"VIVITROL injections may be followed by pain, tenderness, induration, swelling, erythema, bruising, or pruritus; however, in some cases injection site reactions may be very severe. In the clinical trials, one patient developed an area of induration that continued to enlarge after 4 weeks, with subsequent development of necrotic tissue that required surgical excision. In the postmarketing period, additional cases of injection site reaction with features including induration, cellulitis, hematoma, abscess, sterile abscess, and necrosis, have been reported. Some cases required surgical intervention, including debridement of necrotic tissue. Some cases resulted in significant scarring. The reported cases occurred primarily in female patients.

"VIVITROL is administered as an intramuscular gluteal injection, and inadvertent subcutaneous injection of VIVITROL may increase the likelihood of severe injection site reactions.
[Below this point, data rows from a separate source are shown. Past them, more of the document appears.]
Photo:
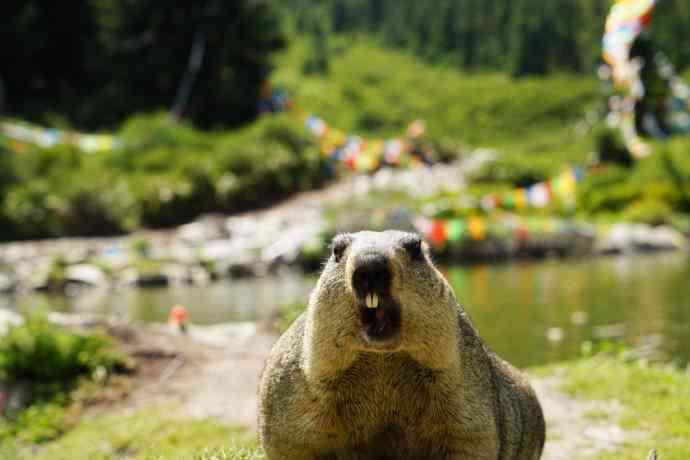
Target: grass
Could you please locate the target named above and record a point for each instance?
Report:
(170, 173)
(149, 434)
(656, 400)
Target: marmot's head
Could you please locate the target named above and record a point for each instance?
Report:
(381, 292)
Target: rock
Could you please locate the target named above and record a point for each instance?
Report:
(202, 230)
(9, 318)
(177, 273)
(626, 237)
(90, 275)
(152, 280)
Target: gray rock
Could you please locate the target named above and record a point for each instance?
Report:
(626, 237)
(89, 275)
(8, 283)
(9, 318)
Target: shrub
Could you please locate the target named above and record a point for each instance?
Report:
(42, 353)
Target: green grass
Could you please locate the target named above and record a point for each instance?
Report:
(168, 174)
(378, 92)
(656, 402)
(149, 434)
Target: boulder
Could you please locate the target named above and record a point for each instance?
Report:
(87, 274)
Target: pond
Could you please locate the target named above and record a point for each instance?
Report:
(529, 312)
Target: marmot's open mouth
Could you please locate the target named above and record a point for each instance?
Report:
(380, 315)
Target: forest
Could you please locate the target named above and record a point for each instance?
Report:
(91, 63)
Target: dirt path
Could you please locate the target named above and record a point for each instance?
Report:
(214, 372)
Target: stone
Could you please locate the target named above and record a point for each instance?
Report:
(87, 274)
(9, 318)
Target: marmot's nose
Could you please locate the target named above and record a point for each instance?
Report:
(371, 274)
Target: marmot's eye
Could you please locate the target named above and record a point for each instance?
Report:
(340, 243)
(413, 246)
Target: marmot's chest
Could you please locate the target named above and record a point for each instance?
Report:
(390, 395)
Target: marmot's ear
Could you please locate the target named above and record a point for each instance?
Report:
(339, 245)
(413, 246)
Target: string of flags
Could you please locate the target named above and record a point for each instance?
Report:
(17, 135)
(562, 188)
(453, 231)
(627, 20)
(366, 155)
(355, 152)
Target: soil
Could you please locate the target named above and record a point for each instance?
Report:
(213, 371)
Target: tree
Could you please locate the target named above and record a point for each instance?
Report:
(97, 61)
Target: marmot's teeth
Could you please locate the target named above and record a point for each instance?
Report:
(372, 300)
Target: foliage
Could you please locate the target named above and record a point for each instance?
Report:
(80, 58)
(166, 174)
(520, 37)
(288, 314)
(49, 356)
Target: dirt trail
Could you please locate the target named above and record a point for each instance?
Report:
(214, 372)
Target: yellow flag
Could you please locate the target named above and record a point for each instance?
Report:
(477, 228)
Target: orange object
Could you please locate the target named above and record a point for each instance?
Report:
(178, 315)
(438, 232)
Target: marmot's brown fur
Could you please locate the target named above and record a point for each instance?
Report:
(384, 364)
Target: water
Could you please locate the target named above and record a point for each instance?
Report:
(528, 312)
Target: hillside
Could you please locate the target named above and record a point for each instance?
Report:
(167, 173)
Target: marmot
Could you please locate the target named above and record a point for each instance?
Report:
(385, 364)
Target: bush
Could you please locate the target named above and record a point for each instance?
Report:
(44, 354)
(649, 212)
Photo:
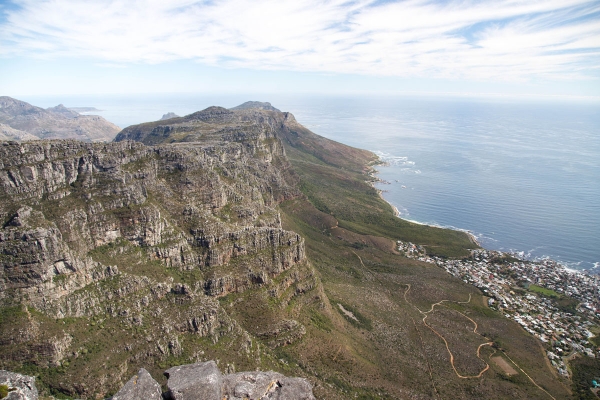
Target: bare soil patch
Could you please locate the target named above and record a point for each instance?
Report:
(506, 367)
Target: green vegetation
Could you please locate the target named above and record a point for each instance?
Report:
(562, 302)
(343, 316)
(585, 370)
(542, 290)
(3, 391)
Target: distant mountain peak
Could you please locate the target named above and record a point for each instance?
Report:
(64, 111)
(261, 105)
(169, 115)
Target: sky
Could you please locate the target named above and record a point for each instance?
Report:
(547, 48)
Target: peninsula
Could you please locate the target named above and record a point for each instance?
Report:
(240, 236)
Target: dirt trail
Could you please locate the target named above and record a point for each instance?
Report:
(426, 314)
(475, 326)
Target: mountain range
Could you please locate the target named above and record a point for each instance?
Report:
(240, 236)
(22, 121)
The needles provided in the carton are customized needles. VIVITROL must not be injected using any other needle. The needle lengths (either 1 1/2 inches or 2 inches) may not be adequate in every patient because of body habitus. Body habitus should be assessed prior to each injection for each patient to assure that the proper needle is selected and that the needle length is adequate for intramuscular administration. For patients with a larger amount of subcutaneous tissue overlying the gluteal muscle, the administering healthcare provider may utilize the supplied 2-inch needle with needle protection device to help ensure that the injectate reaches the intramuscular mass. For very lean patients, the 1 1/2 -inch needle may be appropriate to prevent the needle contacting the periosteum. Either needle may be used for patients with average body habitus. Healthcare providers should ensure that the VIVITROL injection is given correctly, and should consider alternate treatment for those patients whose body habitus precludes an intramuscular gluteal injection with one of the provided needles.

"Patients should be informed that any concerning injection site reactions should be brought to the attention of the healthcare provider [see Patient Counseling Information (17)]. Patients exhibiting signs of abscess, cellulitis, necrosis, or extensive swelling should be evaluated by a physician to determine if referral to a surgeon is warranted."